I go to lunch with Ljupča and Rista, I meet Lazar Fotev, about whom I have heard so much that I thought that the man does not exist, but not only does Lazar exist, but he is a very interesting guy with a lot of peculiar ideas (for example, he nurtures the delusion that Serbia, for unlike the other Balkan principalities, it has a state, but it still builds on that assumption a science-fiction story about political conditions in the Balkans) and an even bigger bunch of hilarious jokes. After lunch, he takes me to "the best god in Skopje and beyond". Really, I haven't had such a drink in a long time.
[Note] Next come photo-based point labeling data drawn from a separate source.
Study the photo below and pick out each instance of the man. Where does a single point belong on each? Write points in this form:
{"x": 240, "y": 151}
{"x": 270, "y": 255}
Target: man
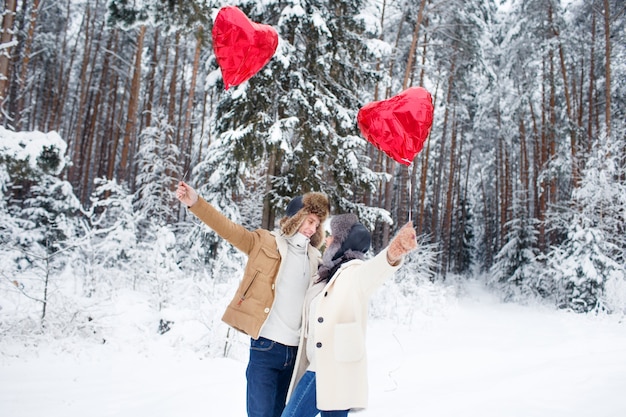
{"x": 268, "y": 303}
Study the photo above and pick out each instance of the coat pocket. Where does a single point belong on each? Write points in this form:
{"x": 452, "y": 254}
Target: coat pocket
{"x": 349, "y": 342}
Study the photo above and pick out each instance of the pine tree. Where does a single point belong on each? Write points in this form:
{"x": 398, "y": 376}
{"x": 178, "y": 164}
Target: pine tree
{"x": 297, "y": 116}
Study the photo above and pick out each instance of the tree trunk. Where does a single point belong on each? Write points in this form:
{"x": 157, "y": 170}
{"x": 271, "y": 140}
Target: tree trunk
{"x": 607, "y": 67}
{"x": 446, "y": 228}
{"x": 186, "y": 139}
{"x": 6, "y": 40}
{"x": 151, "y": 78}
{"x": 133, "y": 104}
{"x": 568, "y": 104}
{"x": 75, "y": 141}
{"x": 442, "y": 153}
{"x": 592, "y": 81}
{"x": 28, "y": 42}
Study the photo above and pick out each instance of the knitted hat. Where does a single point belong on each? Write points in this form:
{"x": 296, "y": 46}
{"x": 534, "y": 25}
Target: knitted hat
{"x": 301, "y": 206}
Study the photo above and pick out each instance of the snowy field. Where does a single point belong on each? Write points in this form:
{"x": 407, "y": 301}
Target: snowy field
{"x": 471, "y": 357}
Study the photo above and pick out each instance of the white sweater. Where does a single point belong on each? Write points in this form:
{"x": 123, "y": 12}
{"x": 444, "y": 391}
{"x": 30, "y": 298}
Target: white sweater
{"x": 284, "y": 321}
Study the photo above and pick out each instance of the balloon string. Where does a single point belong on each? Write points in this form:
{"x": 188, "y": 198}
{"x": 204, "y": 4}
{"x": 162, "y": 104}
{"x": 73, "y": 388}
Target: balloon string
{"x": 410, "y": 187}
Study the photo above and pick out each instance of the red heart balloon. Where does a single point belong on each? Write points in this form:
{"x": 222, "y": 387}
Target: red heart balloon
{"x": 399, "y": 125}
{"x": 241, "y": 46}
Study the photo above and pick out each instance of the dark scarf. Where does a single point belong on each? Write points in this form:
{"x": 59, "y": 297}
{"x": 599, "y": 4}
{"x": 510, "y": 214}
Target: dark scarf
{"x": 327, "y": 269}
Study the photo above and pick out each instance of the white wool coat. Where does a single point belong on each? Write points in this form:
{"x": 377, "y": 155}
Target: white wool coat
{"x": 340, "y": 328}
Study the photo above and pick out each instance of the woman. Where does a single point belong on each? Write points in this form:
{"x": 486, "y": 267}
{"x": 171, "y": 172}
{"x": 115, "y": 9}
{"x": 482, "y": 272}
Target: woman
{"x": 331, "y": 365}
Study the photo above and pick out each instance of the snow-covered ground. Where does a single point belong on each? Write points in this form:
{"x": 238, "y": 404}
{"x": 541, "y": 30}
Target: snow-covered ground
{"x": 473, "y": 356}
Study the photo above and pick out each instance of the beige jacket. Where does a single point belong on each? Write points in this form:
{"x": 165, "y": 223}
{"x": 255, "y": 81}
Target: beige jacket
{"x": 341, "y": 360}
{"x": 254, "y": 298}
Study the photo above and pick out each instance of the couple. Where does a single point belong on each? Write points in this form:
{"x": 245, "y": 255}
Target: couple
{"x": 306, "y": 314}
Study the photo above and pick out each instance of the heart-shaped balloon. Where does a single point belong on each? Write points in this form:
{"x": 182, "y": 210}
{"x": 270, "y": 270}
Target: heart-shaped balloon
{"x": 241, "y": 46}
{"x": 399, "y": 125}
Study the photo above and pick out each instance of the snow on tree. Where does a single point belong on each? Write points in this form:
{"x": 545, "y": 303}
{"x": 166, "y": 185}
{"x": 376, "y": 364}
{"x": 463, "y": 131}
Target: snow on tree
{"x": 516, "y": 271}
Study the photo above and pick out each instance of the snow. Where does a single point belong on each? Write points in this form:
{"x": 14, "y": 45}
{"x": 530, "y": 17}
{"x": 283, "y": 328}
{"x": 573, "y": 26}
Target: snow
{"x": 27, "y": 146}
{"x": 466, "y": 355}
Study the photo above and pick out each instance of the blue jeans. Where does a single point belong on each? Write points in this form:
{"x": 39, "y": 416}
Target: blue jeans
{"x": 268, "y": 374}
{"x": 303, "y": 401}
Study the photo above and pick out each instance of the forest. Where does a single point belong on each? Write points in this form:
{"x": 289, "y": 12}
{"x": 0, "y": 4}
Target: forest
{"x": 105, "y": 105}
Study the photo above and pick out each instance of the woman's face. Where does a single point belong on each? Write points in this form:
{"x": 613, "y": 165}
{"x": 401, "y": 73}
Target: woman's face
{"x": 309, "y": 225}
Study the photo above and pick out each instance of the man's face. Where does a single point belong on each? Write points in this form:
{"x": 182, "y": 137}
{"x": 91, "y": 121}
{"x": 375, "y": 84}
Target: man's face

photo: tanjug / filip krainčanić...
SKOPJE FOUND
I head towards the Skopje Cinematheque, first along Kliment Ohridski Boulevard, then along Partisan Detachment Boulevard. As I move on, the urban chaos calms down, and Skopje begins to take on the shapes I remember. I am surprised by the number of pleasant and shady cafes in that boulevard of straight lines and clean shapes, and I will be even more surprised when, on a night walk, I discover how very lively that whole area (Karpoš) is. After the lecture in the Cinematheque, we sit in a pleasant cafe. There are three generations at the table: my generation (Yugoslavs) who understand Macedonian and speak Serbo-Croatian, the middle generation who understand Serbian, but speak less well, and their children, teenagers, who neither understand nor speak Serbo-Croatian, nor are they interested in it. The conversation is relaxed and cordial, Slavica, Ljupčo, Trajče are pleasant and educated people, we easily find a common language despite certain ideological differences. While listening to them (they speak in Macedonian, I only get stuck here and there), I realize, in fact, that "my" Skopje is no longer there and that, of course, it will never be (just as, after all, the me back then is no longer there either) , but that the Skopje I was looking for was, in fact, these people: Lazar, Jane, another Slavica and Rumena and Andrej and Diana... Enough "mine" so that I wouldn't feel like a stranger and "foreign" enough that everyone ours the conversation required full meanings.